Advances in Large Language Model Safety and Robustness

The field of large language models (LLMs) is moving towards improving safety and robustness. Researchers are exploring various approaches to prevent harmful outputs, including modular prompting frameworks, adversarial robustness techniques, and collective prompting governance. These innovations aim to enhance the reliability and trustworthiness of LLMs in real-world applications. Noteworthy papers in this area include: PromptGuard, which introduces a novel prompting framework for preventing harmful information generation. CIARD, which proposes a cyclic iterative adversarial robustness distillation method for improving model robustness. MUSE, which presents a comprehensive framework for tackling multi-turn jailbreaks in LLMs.

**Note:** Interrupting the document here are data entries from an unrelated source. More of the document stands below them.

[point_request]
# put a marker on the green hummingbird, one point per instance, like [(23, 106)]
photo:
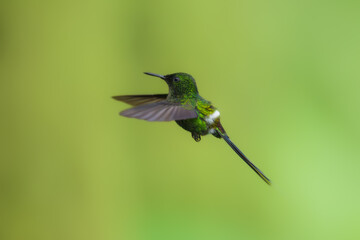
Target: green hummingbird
[(186, 107)]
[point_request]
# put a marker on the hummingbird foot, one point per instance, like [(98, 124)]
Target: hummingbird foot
[(196, 137)]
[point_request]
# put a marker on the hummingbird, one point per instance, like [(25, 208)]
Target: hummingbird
[(186, 107)]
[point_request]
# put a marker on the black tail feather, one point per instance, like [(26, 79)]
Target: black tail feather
[(243, 157)]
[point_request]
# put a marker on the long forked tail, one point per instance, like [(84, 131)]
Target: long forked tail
[(243, 157)]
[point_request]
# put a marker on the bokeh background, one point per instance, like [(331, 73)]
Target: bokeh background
[(284, 74)]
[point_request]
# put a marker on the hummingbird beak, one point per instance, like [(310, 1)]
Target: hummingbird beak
[(155, 75)]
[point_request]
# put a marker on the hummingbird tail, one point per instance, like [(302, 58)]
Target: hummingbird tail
[(243, 157)]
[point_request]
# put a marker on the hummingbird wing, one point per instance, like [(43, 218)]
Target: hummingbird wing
[(136, 100), (242, 155), (161, 111)]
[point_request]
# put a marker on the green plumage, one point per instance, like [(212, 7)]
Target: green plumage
[(184, 105)]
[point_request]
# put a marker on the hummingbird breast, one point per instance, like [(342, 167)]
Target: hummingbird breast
[(203, 124)]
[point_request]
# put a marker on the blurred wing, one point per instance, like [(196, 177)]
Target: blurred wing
[(136, 100), (160, 111)]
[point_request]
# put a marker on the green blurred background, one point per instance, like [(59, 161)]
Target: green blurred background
[(284, 74)]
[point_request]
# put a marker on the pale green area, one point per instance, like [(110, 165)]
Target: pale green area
[(284, 74)]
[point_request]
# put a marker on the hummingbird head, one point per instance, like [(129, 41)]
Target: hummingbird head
[(181, 85)]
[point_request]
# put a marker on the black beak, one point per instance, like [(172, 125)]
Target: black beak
[(155, 75)]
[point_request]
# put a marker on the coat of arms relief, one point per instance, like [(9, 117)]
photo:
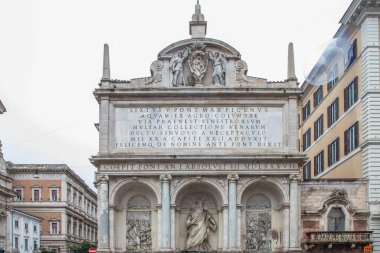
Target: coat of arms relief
[(198, 57)]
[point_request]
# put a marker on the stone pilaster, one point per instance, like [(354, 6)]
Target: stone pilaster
[(165, 213), (294, 216), (232, 225), (112, 227), (103, 214)]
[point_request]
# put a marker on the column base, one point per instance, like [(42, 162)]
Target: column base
[(103, 250)]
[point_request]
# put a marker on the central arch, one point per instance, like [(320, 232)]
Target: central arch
[(213, 198)]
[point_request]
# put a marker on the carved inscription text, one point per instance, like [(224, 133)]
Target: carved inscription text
[(198, 127)]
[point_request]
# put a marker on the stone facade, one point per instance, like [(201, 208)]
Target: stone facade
[(6, 194), (198, 138), (61, 198), (25, 231)]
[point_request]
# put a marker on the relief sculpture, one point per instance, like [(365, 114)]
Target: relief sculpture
[(219, 65), (139, 238), (259, 233), (176, 66), (198, 61), (139, 235), (199, 223)]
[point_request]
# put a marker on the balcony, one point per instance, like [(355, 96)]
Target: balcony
[(330, 240)]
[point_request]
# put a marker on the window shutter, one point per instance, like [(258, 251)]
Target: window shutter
[(345, 142), (329, 154), (329, 116), (356, 91), (322, 123), (356, 131), (345, 99), (337, 149), (322, 161), (337, 109)]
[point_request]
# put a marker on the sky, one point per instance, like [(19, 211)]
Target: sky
[(51, 59)]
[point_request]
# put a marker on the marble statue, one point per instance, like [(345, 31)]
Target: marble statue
[(199, 223), (176, 66), (219, 65), (198, 61)]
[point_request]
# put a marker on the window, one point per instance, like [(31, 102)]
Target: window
[(307, 171), (54, 228), (351, 95), (350, 54), (333, 152), (306, 139), (318, 96), (36, 195), (318, 127), (54, 195), (333, 112), (351, 138), (336, 220), (332, 78), (318, 163), (69, 196), (18, 195), (306, 111)]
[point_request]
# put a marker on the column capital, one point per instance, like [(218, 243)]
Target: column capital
[(166, 178), (294, 178), (102, 179), (233, 177)]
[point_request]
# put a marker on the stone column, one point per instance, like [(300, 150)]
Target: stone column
[(103, 219), (232, 217), (285, 227), (294, 214), (112, 227), (165, 213)]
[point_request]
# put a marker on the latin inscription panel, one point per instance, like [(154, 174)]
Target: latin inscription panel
[(199, 127)]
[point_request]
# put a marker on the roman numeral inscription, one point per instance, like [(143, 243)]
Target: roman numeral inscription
[(199, 127)]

DeepRefusal, which introduces a robust safety alignment framework that probabilistically ablates refusal direction to defend against adversarial attacks.

Sources

PromptGuard: An Orchestrated Prompting Framework for Principled Synthetic Text Generation for Vulnerable Populations using LLMs with Enhanced Safety, Fairness, and Controllability

Adversarial robustness through Lipschitz-Guided Stochastic Depth in Neural Networks

Prompt Commons: Collective Prompting as Governance for Urban AI

CIARD: Cyclic Iterative Adversarial Robustness Distillation

Defense-to-Attack: Bypassing Weak Defenses Enables Stronger Jailbreaks in Vision-Language Models

Jailbreaking Large Language Models Through Content Concretization

A Simple and Efficient Jailbreak Method Exploiting LLMs' Helpfulness

LLM Jailbreak Detection for (Almost) Free!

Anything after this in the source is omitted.